Rowse levantó una esquina del periódico plegado que había colocado en la tercera silla de la mesa. Un delgado sobre blanco asomó entre las páginas. Kariagin se sentó de nuevo, cogió el sobre y echó una mirada al fajo de marcos alemanes que había en su interior, lo contempló, y a continuación lo guardo en el bolsillo interior de su chaqueta.

—Si yo estuviese en su lugar y desease obtener cierta clase de material para vendérsela a un grupo de terroristas americanos —todos de ficción, por supuesto—, creo que optaría por hacer un viaje a Trípoli, donde intentaría obtener una entrevista con cierto coronel llamado Hakim al-Mansur. Y ahora tengo que irme, realmente. ¡Buenas noches, Mr. Rowse!
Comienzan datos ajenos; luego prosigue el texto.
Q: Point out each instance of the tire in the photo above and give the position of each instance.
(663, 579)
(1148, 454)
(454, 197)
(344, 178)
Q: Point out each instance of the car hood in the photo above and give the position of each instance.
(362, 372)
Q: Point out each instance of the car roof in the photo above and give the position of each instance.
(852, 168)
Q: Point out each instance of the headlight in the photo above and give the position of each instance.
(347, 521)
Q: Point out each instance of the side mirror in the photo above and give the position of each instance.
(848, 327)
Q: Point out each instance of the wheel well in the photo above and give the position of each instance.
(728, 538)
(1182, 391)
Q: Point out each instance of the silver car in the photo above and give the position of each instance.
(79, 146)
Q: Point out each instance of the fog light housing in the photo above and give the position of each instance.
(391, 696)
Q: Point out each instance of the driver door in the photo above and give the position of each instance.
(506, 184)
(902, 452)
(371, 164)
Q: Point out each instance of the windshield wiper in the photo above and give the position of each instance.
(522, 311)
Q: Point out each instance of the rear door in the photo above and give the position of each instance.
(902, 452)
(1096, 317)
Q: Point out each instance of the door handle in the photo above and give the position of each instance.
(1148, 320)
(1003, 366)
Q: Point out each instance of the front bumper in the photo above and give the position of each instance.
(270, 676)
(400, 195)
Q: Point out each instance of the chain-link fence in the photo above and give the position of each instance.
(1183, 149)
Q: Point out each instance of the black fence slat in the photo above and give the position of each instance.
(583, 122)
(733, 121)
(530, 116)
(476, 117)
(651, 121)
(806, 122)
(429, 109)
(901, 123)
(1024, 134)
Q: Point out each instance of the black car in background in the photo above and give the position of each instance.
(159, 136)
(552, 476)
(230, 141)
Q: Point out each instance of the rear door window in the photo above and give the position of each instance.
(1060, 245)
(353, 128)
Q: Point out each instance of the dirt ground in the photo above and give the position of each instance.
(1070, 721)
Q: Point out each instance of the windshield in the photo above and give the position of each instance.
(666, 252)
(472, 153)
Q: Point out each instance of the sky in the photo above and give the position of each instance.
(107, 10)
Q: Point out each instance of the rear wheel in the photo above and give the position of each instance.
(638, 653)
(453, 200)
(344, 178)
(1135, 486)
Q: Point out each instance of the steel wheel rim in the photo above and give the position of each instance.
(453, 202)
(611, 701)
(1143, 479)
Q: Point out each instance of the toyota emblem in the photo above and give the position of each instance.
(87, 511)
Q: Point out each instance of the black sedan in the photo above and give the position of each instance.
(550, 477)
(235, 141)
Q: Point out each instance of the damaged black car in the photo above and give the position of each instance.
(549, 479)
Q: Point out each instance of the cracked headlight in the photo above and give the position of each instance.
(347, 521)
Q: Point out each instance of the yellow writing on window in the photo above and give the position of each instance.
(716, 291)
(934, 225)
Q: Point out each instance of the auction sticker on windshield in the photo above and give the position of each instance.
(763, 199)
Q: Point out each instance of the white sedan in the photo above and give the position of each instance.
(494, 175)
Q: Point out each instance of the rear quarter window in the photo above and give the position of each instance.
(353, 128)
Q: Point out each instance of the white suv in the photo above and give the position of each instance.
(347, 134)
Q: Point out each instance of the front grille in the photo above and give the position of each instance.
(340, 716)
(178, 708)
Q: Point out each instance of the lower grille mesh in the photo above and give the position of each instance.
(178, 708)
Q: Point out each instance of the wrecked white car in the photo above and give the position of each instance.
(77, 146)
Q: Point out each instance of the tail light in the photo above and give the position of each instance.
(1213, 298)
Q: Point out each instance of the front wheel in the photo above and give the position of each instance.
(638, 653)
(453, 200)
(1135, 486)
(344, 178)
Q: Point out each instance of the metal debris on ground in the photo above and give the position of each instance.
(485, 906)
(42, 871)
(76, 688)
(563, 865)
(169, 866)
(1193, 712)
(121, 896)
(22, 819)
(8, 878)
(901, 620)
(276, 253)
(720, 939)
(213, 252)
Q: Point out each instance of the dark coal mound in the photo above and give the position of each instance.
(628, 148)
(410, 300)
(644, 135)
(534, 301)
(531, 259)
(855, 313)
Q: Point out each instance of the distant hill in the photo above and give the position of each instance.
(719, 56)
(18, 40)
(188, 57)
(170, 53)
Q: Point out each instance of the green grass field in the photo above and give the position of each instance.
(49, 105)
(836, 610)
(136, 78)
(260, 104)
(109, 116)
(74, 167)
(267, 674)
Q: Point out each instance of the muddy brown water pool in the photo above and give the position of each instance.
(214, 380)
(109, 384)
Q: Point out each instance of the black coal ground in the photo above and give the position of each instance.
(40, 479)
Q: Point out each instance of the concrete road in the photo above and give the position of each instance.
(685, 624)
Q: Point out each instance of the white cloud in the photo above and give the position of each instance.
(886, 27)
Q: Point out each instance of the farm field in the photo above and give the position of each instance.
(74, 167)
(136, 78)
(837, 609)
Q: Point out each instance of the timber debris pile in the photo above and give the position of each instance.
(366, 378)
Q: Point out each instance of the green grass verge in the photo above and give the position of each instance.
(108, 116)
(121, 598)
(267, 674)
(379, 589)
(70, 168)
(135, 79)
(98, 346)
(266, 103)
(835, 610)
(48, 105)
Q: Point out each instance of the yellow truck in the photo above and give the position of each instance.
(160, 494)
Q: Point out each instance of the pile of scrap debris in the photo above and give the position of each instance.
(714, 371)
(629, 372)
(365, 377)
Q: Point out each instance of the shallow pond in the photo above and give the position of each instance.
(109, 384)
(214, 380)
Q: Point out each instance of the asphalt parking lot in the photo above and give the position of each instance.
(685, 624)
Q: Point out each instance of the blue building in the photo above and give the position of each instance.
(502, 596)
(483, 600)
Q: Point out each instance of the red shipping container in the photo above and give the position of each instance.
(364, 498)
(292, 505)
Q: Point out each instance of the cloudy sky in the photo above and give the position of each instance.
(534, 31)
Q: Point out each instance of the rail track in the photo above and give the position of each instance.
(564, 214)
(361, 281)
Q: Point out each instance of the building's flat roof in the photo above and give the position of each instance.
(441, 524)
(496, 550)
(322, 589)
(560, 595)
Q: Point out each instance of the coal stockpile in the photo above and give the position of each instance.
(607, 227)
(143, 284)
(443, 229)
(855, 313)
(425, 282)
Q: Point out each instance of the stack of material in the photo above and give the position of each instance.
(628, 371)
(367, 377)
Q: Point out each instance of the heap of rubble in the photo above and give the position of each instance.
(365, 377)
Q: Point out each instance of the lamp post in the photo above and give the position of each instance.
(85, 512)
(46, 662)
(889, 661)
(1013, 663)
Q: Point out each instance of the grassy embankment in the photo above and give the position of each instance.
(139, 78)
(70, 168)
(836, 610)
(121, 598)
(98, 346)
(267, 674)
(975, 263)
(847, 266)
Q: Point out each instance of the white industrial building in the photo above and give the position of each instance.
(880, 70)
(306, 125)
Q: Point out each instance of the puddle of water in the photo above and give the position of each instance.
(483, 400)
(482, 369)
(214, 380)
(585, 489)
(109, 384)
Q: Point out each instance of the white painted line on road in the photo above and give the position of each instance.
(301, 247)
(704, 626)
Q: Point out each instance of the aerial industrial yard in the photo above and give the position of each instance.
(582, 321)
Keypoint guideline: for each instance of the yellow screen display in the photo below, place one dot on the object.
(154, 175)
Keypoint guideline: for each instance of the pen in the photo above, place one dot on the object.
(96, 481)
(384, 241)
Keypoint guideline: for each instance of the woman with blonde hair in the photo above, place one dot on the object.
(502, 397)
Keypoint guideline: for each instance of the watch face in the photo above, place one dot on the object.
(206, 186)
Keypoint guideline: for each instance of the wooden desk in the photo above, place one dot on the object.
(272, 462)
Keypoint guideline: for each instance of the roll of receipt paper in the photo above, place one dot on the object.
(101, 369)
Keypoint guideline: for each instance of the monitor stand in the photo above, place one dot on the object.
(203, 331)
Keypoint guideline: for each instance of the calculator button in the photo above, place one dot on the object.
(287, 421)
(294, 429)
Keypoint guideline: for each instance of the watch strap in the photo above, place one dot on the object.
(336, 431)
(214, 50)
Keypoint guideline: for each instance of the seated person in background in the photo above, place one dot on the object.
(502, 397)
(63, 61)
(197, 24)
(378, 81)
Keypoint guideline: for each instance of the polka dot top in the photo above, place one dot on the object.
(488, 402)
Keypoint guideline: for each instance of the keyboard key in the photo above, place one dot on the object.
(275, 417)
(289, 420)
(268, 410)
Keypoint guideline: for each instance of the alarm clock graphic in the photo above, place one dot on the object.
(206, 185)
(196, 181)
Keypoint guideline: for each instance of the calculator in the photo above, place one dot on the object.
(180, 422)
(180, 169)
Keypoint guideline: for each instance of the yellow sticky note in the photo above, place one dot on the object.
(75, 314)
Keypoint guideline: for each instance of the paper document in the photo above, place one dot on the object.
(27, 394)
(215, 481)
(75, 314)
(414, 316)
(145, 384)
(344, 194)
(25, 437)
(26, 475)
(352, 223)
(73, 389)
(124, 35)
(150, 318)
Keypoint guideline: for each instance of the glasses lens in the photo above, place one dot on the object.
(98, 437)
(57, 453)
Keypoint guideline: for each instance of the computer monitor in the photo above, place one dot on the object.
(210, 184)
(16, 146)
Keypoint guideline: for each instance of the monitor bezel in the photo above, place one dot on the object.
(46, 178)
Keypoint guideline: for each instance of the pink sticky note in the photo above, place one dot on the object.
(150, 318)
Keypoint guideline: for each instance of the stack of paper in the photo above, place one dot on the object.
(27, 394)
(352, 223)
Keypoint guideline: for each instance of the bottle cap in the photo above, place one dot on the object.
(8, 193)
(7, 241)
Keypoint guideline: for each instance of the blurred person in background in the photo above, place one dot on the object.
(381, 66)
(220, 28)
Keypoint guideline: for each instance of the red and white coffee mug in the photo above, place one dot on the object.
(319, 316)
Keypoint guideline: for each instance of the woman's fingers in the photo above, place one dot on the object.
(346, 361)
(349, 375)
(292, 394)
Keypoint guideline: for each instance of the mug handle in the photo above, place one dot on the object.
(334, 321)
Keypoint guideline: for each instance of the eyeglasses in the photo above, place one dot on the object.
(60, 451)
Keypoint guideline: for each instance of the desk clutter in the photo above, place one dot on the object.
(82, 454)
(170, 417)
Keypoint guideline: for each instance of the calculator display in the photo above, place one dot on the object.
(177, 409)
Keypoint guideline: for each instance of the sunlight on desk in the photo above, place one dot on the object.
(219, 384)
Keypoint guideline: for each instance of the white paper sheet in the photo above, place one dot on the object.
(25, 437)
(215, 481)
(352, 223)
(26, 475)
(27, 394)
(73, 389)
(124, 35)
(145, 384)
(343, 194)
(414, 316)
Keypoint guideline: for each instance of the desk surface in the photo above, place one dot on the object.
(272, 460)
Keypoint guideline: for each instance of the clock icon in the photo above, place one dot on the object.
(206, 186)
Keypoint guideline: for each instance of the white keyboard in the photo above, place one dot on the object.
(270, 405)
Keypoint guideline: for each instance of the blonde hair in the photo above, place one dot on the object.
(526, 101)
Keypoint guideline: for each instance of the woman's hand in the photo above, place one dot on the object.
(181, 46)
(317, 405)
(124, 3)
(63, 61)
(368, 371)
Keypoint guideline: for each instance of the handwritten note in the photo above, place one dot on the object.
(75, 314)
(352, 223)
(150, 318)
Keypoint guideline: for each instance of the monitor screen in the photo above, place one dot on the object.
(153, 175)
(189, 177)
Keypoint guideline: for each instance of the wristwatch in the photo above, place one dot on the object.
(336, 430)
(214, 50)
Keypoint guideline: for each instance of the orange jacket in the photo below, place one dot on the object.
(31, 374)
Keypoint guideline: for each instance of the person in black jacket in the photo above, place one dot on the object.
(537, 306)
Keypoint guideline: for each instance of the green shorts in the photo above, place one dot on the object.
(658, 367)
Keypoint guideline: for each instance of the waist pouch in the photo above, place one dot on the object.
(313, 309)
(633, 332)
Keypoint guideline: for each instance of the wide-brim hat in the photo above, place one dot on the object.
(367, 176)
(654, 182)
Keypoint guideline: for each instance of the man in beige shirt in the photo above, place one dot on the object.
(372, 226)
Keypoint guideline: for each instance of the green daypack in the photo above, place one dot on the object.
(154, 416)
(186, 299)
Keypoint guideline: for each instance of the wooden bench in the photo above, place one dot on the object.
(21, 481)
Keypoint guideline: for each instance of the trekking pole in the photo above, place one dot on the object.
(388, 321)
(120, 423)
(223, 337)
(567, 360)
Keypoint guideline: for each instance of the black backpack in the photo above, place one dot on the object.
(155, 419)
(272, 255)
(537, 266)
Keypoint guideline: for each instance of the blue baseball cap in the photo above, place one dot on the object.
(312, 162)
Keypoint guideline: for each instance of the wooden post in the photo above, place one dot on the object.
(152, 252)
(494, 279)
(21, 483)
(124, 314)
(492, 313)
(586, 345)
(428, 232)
—De momento, todo va muy bien —comento McCready cuando los dos se encontraron, uno junto al otro, en el urinario de caballeros en una tabernucha de mala muerte, situada en las proximidades del río—. Creo que deberías ir allí.

—¿Y qué pasa con el visado?

—Lo mejor sería que te dirigieras a la Oficina del Pueblo Libio, en La Valetta. Si te conceden el visado sin dilación, significaría que tu visita ha sido anunciada ya.

—¿Crees que Kariagin pasará el informe a Trípoli? —preguntó Rowse.

—Sí, eso creo. En caso contrario, ¿para qué insinuarte que te dirigieras a esa ciudad? Por supuesto que sí, Mr. Kariagin ofrecerá a su amigo al-Mansur la oportunidad de ver quién eres, de corroborar con algo más de profundidad esa ridícula historia tuya. A la postre, nadie se traga ya ese cuento de tu búsqueda de datos para la novela. Ya has saltado el primer obstáculo. Esos chicos malos empiezan a creer realmente que no eres más que un renegado que trata de hacer un rápido y lucrativo negocio trabajando para alguna agrupación clandestina de lunáticos norteamericanos. Al-Mansur deseará saber muchas más cosas sobre el asunto, tenlo por seguro.